This blog represents most of the newspaper columns (appearing in various Colorado Community Newspapers and Yourhub.com) written by me, James LaRue, during the time in which I was the director of the Douglas County Libraries in Douglas County, Colorado. (Some columns are missing, due to my own filing errors.) This blog covers the time period from April 11, 1990 to January 12, 2012.

Unless I say so, the views expressed here are mine and mine alone. They may be quoted elsewhere, so long as you give attribution. The dates are (at least according my records) the dates of publication in one of the above print newspapers.

The blog archive (web view) is in chronological order. The display of entries, below, seems to be in reverse order, new to old.

All of the mistakes are of course my own responsibility.

Wednesday, September 18, 1991

September 18, 1991 - Reference

[Below, you'll find a guest column -- written by Reference Librarian Jeff Long, a relatively new member of our Philip S. Miller Library staff. Jeff does a good job of describing what reference services are all about, and I don't have much to add to his observations except to note that most of the services he mentions can also be provided over the telephone (688-5157).

The trickiest part of late twentieth century life, it seems to me, is finding the right information at the right time. Sadly, too few people even think of calling the library with a question. The smart ones, however, do -- and after reading Jeff's column, I bet you'll be one of them.

-- Jamie LaRue, Library Director]

Famed dictionary author Samuel Johnson once observed, "Knowledge is of two kinds. We know a subject ourselves or we know where we can find it." Although you can often find what you want in our libraries by using our public computer terminals, there are times when there is no substitute for human guidance. This is especially true if you're seeking information on an unusual, popular, or technical subject, or if you're seeking bits of information, such as population statistics, consumer agency addresses, or lists of manufacturers.
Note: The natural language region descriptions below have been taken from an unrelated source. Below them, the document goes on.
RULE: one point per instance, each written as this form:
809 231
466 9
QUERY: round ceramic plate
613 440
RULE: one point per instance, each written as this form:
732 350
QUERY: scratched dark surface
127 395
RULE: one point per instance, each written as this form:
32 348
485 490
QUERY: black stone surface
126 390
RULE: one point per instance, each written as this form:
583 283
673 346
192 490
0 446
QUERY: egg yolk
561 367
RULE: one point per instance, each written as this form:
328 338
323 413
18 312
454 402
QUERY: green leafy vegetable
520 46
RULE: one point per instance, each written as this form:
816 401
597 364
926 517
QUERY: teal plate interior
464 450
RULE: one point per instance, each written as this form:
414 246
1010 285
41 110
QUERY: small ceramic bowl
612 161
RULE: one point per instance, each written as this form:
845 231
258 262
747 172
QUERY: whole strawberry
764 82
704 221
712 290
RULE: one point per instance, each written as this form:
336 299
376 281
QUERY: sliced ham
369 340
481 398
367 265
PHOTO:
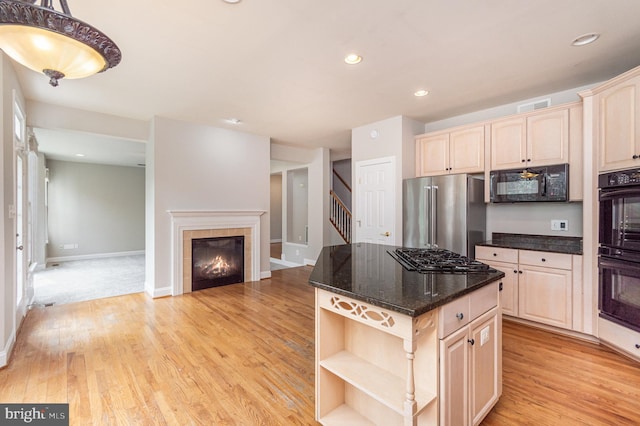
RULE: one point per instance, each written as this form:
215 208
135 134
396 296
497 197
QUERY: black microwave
545 183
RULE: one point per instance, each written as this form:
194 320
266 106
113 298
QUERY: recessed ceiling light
585 39
353 59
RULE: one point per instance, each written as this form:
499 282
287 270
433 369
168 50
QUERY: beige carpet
78 280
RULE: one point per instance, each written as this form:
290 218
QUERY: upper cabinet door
548 138
619 126
432 155
466 150
508 143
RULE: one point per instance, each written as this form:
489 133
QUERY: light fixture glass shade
54 43
40 50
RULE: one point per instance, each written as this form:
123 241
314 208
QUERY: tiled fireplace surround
187 225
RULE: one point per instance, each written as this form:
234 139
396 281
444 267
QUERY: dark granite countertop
368 273
548 243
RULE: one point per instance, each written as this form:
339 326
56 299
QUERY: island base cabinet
470 381
374 366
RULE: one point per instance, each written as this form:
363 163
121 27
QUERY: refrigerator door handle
427 201
434 216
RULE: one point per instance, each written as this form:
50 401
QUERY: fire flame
216 267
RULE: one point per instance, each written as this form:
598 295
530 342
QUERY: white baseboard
5 354
94 256
284 262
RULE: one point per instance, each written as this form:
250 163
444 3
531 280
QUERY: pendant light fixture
54 43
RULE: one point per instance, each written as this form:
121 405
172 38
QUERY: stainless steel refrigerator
444 212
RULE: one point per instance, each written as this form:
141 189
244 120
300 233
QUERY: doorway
376 201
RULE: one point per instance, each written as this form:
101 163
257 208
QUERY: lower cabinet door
509 293
484 365
454 378
545 295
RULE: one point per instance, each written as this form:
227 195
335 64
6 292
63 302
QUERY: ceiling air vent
532 106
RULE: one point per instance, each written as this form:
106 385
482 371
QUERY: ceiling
277 65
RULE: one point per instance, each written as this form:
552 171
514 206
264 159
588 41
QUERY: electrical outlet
560 225
484 335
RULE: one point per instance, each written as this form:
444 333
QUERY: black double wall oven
619 248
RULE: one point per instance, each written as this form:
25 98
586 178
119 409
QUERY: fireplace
188 225
217 261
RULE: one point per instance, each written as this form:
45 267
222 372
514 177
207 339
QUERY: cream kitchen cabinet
504 260
538 286
618 122
454 151
470 357
530 140
545 288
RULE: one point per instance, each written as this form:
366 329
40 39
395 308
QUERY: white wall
275 205
99 208
318 167
394 137
197 167
533 218
48 116
297 206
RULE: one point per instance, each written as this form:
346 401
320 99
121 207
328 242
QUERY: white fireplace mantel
193 220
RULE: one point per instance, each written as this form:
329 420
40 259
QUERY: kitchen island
395 346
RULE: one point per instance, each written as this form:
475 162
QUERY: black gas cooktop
436 260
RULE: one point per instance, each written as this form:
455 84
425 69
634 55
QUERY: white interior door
375 201
19 141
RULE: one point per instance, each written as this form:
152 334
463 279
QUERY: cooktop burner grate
436 260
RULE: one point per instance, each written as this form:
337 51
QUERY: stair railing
340 217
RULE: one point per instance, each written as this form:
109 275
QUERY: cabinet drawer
545 259
480 301
453 315
497 254
462 311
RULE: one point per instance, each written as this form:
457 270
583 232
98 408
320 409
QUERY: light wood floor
243 354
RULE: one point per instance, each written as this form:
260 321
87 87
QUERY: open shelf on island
374 381
345 415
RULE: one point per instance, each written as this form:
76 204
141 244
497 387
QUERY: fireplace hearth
217 261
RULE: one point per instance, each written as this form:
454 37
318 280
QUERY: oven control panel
621 178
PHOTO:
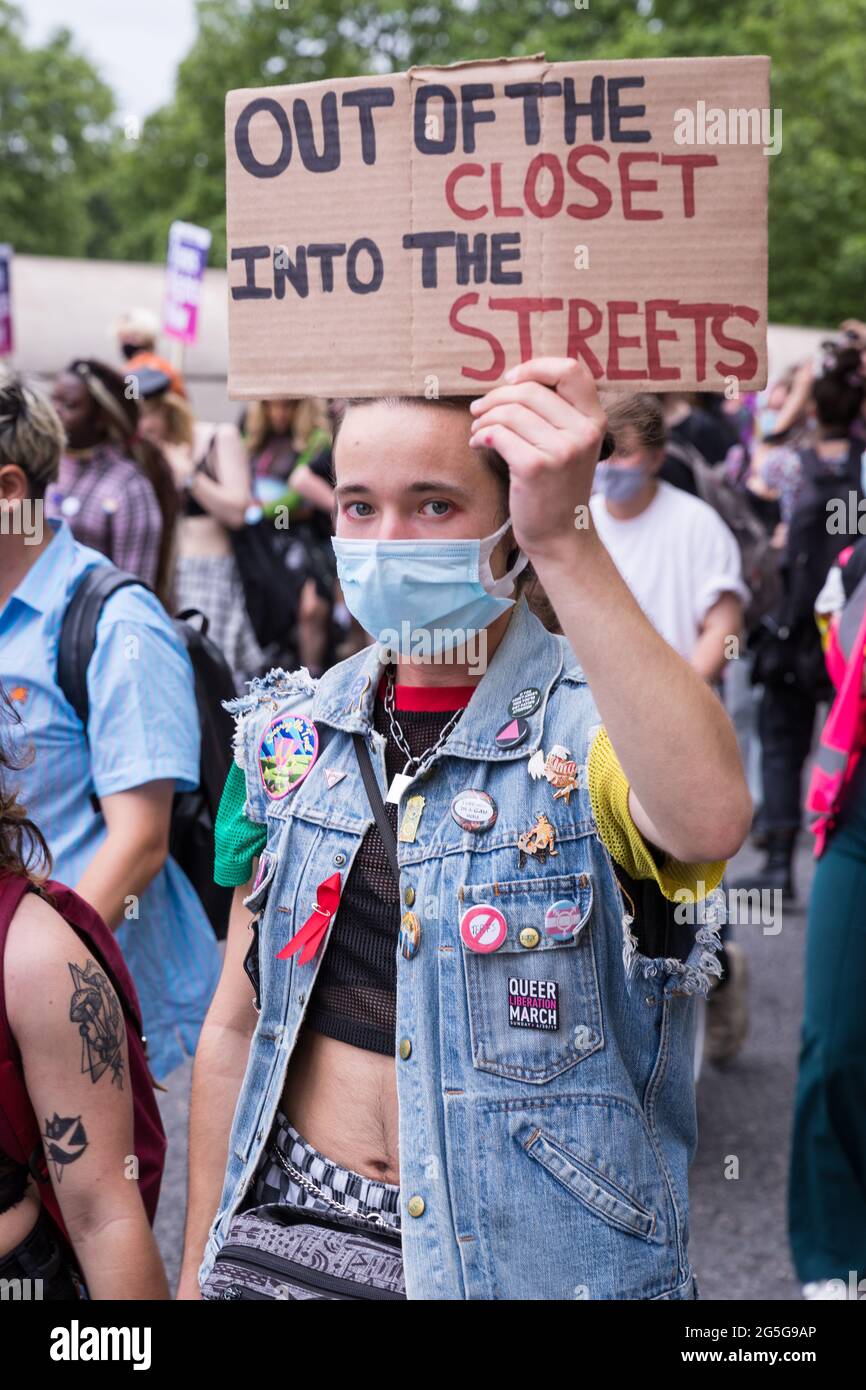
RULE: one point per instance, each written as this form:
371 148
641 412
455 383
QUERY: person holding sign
470 1075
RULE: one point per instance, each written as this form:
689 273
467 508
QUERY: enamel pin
512 734
287 754
412 818
526 702
410 934
559 767
356 695
538 841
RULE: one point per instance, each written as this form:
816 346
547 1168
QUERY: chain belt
374 1218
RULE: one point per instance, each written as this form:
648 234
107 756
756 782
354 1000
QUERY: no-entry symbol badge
483 927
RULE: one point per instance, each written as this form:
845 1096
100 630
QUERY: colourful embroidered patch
287 752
Our Reference Librarians are specifically trained in providing just such help. Besides being familiar with which subjects correspond to which Dewey Decimal numbers, Reference Librarians can often help you locate your answers in such resources as reference books, magazines, or pamphlet files. For example, aircraft markings are included in some abbreviations dictionaries. Local history buffs are often rewarded by perusing our Douglas County pamphlet file.

When researching a hot social issue like abortion or animal rights, you may find that most of the books in that area have already been checked out. Again, a Reference Librarian can often suggest alternative sources. Two weekly publications, Facts on File Weekly News Digest and CQ Researcher, contain valuable articles on controversial topics and breaking world events, like fetal tissue transplants and the failed Soviet coup. We also receive such governmental newsletters as Colorado Health Statistics, which includes such unexpected information as a ranking of the fifty most popular girls' and boys' names in Colorado.
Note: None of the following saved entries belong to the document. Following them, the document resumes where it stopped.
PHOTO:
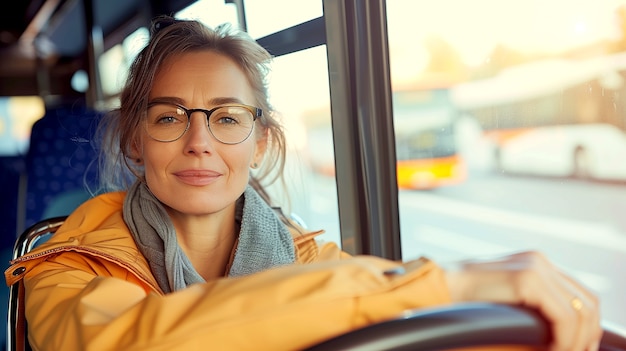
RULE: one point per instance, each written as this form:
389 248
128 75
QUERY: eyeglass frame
255 111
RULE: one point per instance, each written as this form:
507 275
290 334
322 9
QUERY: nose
198 138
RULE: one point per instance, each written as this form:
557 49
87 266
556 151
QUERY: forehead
201 76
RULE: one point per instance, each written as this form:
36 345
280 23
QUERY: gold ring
576 303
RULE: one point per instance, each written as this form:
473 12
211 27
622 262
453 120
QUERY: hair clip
162 22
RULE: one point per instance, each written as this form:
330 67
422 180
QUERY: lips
197 177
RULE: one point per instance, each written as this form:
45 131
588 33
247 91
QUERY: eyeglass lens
228 124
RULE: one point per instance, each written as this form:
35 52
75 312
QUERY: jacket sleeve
70 305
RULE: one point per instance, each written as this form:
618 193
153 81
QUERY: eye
168 119
226 117
166 115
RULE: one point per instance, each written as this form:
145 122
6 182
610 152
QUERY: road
579 225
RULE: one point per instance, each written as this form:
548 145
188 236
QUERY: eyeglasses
229 124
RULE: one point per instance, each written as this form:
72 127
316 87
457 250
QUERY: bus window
305 111
262 20
538 122
17 116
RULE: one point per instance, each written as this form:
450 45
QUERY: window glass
303 105
211 12
17 116
510 133
115 62
265 17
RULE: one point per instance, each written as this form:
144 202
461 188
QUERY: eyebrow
212 102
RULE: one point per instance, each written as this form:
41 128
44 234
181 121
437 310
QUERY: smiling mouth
197 177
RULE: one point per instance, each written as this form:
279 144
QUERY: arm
70 307
529 279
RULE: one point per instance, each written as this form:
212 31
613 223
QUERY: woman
191 255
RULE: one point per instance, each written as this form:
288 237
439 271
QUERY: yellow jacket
89 288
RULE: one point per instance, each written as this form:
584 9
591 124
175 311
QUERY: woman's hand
529 279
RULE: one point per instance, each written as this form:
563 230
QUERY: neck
208 240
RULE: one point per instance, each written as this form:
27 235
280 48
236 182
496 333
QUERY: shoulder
310 249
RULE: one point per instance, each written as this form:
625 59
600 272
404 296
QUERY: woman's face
196 174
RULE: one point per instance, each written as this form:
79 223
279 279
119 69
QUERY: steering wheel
458 326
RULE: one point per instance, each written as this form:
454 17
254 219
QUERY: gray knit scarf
264 241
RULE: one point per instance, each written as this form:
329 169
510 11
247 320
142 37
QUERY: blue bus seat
61 162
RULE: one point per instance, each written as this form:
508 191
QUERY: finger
587 306
575 297
550 301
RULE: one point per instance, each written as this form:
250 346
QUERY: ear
136 151
259 150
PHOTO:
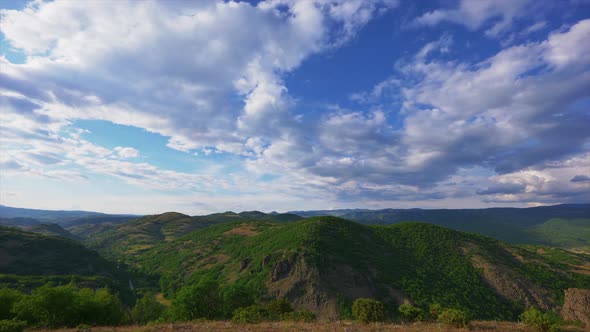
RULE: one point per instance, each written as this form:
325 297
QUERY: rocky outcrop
576 305
512 286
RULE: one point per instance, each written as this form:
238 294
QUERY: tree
201 300
454 317
8 297
542 322
368 310
410 313
235 296
147 309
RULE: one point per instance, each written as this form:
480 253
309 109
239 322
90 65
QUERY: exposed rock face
577 305
513 287
294 279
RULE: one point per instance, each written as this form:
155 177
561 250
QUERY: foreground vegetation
335 326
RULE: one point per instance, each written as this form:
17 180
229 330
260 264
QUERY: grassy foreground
338 326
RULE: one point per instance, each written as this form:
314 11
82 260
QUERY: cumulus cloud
126 152
474 14
511 128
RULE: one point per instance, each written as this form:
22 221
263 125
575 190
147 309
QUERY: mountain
514 225
29 260
324 263
133 237
51 230
61 217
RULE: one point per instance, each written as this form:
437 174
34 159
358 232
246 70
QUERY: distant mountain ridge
514 225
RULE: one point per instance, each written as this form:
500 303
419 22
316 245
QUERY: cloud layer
210 77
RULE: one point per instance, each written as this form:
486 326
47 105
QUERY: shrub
299 316
235 296
68 306
454 317
277 308
539 321
201 300
11 325
409 312
250 314
147 309
8 297
434 310
368 310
If you need recent, localized, or somewhat obscure information, ask a Reference Librarian for the magazine indexes. For example, our Castle Rock library has them for Colorado businesses, National Geographic, American Heritage, and many more magazines. If the article you want is unavailable, we can often have it mailed or faxed from another library.
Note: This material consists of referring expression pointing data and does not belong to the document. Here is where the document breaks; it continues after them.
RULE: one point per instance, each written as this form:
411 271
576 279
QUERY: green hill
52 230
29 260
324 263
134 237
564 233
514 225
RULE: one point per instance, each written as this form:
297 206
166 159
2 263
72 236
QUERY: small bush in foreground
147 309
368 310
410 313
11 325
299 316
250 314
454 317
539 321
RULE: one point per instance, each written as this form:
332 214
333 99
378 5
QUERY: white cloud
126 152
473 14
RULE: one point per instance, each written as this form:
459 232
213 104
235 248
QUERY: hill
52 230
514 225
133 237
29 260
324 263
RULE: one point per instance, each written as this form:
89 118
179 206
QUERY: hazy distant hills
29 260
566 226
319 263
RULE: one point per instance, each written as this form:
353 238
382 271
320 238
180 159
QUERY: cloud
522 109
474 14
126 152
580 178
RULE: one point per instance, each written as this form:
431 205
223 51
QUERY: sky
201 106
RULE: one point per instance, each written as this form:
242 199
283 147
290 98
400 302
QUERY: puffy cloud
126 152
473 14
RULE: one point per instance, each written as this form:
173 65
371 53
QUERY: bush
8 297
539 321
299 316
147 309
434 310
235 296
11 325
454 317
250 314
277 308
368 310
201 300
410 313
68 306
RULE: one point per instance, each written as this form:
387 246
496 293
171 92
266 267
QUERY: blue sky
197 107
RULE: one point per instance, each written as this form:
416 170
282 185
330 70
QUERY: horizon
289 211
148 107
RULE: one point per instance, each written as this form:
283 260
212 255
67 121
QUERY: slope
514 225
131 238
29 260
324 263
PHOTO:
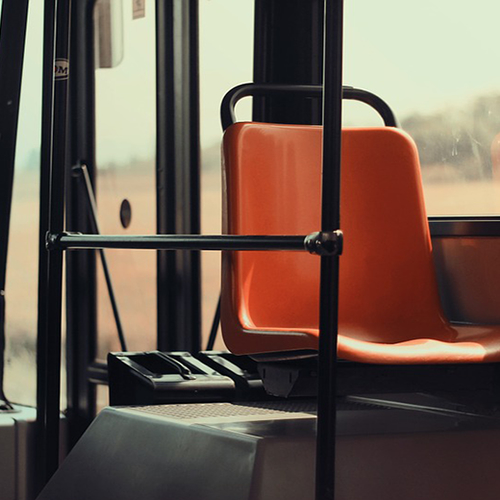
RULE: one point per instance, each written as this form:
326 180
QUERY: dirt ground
133 272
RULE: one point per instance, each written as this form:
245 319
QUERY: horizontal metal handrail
315 243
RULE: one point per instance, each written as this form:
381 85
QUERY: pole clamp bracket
325 243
Another service supplied by Reference Librarians is Reader's Advisory assistance. If you're in the mood for a novel that's suspenseful, romantic, or historical in nature, let us show you how to use such guides as Book Review Digest or What Do I Read Next? We also subscribe to The New York Times Book Review, for library users who wish to keep up with today's most discussed new books, be they fiction, nonfiction, or juvenile.

So, whether you want to read a book that chills like Stephen King's, or you need a quotation from Barrons--or from the "Bard of Avon"--remember to ask for a Reference Librarian. As writer Robert Southey noted, "A question not to be asked is a question not to be answered."